Questa base di partenza elimina tutti
i presunti maestri/leaders appunto dal ruolo di maestri/leaders, ove appena si
osservi che gran parte di quelli che noi conosciamo come maestri/leaders sono
invece soltanto leaders, posto che avevano o hanno necessità di una strategia
per emergere.
Tant’è che può facilmente affermarsi
che, per un verso i dirigenti divengono tali in quanto esprimono quei valori
che vengono riconosciuti dai loro sostenitori, mentre i sostenitori dei
dirigenti alimentano la visione dei leaders attraverso il loro consenso.
Ben diverso è invece il caso di quei
grandi personaggi o di quei soggetti animati da grande buona volontà i quali
hanno contraddistinto la loro opera “basandosi sulla consapevolezza dell’anima”
e così attingendo “alla fonte originaria della saggezza”, senza le
sovrastrutture date dalle ideologie o dai credo religiosi di ognuno, o dai
bisogni più diversi, sovrastrutture che, quando messe in discussione, generano
la paura di una minaccia .
Il Mahatma Gandhi. certamente grande personaggio, certamente uomo di buona volontà, certamente guida illuminata e vero leader, portatore
di un proprio messaggio personale (per la pacifica convivenza delle
genti).
Dalle predette osservazioni deriva poi quella che vien chiamata la scala gerarchica dei bisogni, dato che il leader dà risposte ai bisogni elementari e organizzativi su questo fondanti la leadership; il vero leader/grande personaggio dà risposte inserendo nei bisogni elementari e organizzativi anche quei momenti che vengono chiamati valori (ad esempio di una società); ed il maestro/leader dà risposte complete e compiute a tutte le necessità della predetta scala gerarchica, elementari, di valore, e spirituali.

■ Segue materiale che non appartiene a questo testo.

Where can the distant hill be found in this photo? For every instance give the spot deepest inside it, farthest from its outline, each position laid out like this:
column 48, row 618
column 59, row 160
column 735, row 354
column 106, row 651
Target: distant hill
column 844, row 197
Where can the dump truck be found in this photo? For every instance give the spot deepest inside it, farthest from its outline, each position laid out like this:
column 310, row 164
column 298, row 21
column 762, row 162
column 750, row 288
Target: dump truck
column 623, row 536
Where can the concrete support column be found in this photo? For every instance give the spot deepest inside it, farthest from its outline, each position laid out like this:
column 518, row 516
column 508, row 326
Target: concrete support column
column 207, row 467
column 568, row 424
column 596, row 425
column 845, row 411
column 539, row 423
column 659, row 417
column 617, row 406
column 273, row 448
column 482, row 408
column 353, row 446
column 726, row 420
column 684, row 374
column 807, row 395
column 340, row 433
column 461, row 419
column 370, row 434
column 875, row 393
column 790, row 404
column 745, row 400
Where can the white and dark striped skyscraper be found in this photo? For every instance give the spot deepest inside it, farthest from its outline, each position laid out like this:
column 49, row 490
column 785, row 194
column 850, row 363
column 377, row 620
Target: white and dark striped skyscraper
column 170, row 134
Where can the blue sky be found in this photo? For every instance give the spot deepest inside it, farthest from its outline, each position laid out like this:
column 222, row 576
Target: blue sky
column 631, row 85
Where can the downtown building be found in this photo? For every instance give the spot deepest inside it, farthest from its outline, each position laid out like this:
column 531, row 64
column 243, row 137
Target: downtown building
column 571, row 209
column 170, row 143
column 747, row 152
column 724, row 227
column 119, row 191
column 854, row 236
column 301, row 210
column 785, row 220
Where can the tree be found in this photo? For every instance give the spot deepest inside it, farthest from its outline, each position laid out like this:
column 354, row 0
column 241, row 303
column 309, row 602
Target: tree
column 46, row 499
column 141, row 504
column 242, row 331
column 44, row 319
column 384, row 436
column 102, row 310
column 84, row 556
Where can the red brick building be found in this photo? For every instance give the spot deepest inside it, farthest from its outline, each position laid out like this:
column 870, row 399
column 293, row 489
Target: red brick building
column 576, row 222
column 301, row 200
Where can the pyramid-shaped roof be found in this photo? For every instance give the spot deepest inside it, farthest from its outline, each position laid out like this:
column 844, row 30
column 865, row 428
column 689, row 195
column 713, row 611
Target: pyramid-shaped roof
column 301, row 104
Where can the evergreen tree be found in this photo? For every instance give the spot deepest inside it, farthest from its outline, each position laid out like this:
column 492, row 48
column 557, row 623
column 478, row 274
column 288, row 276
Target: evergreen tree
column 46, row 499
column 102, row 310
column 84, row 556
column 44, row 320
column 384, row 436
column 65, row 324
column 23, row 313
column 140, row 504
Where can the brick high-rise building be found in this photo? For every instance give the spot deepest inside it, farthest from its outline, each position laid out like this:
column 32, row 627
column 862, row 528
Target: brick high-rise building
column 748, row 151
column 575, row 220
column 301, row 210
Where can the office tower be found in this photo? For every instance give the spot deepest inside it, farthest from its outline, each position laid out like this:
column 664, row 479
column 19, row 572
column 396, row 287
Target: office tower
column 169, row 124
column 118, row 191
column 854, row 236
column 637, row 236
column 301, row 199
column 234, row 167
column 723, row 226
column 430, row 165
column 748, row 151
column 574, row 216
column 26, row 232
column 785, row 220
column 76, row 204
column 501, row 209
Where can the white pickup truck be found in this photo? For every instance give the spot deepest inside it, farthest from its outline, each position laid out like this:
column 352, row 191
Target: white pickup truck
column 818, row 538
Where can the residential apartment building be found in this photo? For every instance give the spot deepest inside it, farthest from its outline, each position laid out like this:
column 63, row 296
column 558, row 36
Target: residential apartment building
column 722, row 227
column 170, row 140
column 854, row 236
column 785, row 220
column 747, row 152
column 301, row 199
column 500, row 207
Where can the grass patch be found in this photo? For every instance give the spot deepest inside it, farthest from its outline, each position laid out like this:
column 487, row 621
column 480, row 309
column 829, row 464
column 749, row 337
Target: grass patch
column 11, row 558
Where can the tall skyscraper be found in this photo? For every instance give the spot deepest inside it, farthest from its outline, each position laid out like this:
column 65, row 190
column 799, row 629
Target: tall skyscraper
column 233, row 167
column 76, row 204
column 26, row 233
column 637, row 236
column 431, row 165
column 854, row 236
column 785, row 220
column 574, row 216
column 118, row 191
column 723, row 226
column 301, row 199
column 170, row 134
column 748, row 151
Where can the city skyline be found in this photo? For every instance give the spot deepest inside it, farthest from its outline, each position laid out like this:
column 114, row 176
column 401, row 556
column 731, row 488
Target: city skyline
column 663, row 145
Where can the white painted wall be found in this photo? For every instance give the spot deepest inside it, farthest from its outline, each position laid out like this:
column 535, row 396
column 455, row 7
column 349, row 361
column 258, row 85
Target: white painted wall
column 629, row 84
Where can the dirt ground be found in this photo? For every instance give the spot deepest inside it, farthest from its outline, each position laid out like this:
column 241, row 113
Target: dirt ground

Ecco in conclusione un buon requisito
dal quale far dipendere l’attitudine a dirigere o guidare o governare: il
controllo del proprio equilibrio emozionale, e soprattutto, l’umiltà a non
ritenersi al di sopra di tutto e di tutti. Perché quest’ultima è la strada
migliore verso la dittatura o della repressione della coscienza che alberga dentro
ognuno di noi.
Ecco ancora una buona conclusione
generale per ciascun essere umano: “Niente ha più potere di trasformazione
della consapevolezza, posto che quando si diventa completi dentro sé stessi,
nemmeno le peggiori condizioni del mondo esterno contano.”.
Tenendosi ben presente la grande
diversità di significati che si ritrova nella lingua italiana del termine
inglese leader, significati tutt’altro che univoci, ecco infine una buona base
di partenza per un leader che vuol essere anche un vero leader/grande
personaggio e dunque gestire nel modo migliore la sua leadership: se “la
consapevolezza è la fonte migliore della visione interiore, del nutrimento,
dell’ispirazione e della trascendenza, usando verità e chiarezza come bussole
del proprio sentiero interiore, il mondo
esterno non può far altro che corrispondere all’intenzione.”.
Principio che poi va esportato e
trasferito in ciascuno di noi. Dato che la correttezza del sentiero sarà
sistematicamente e continuamente provata da quella consapevolezza che alla fine
ci trasforma in veri maestri/leader di noi stessi.
Ognuno deve trovare il Mago Merlino
Ovvero, ci permette di usare al meglio quella leadership che ognuno di noi in qualche modo comunque possiede.
Ognuno deve trovare il Mago Merlino
che sempre esiste dentro di noi, e che ci aiuta
a recuperare la nostra spada nella roccia.
Ovvero, ci permette di usare al meglio quella leadership che ognuno di noi in qualche modo comunque possiede.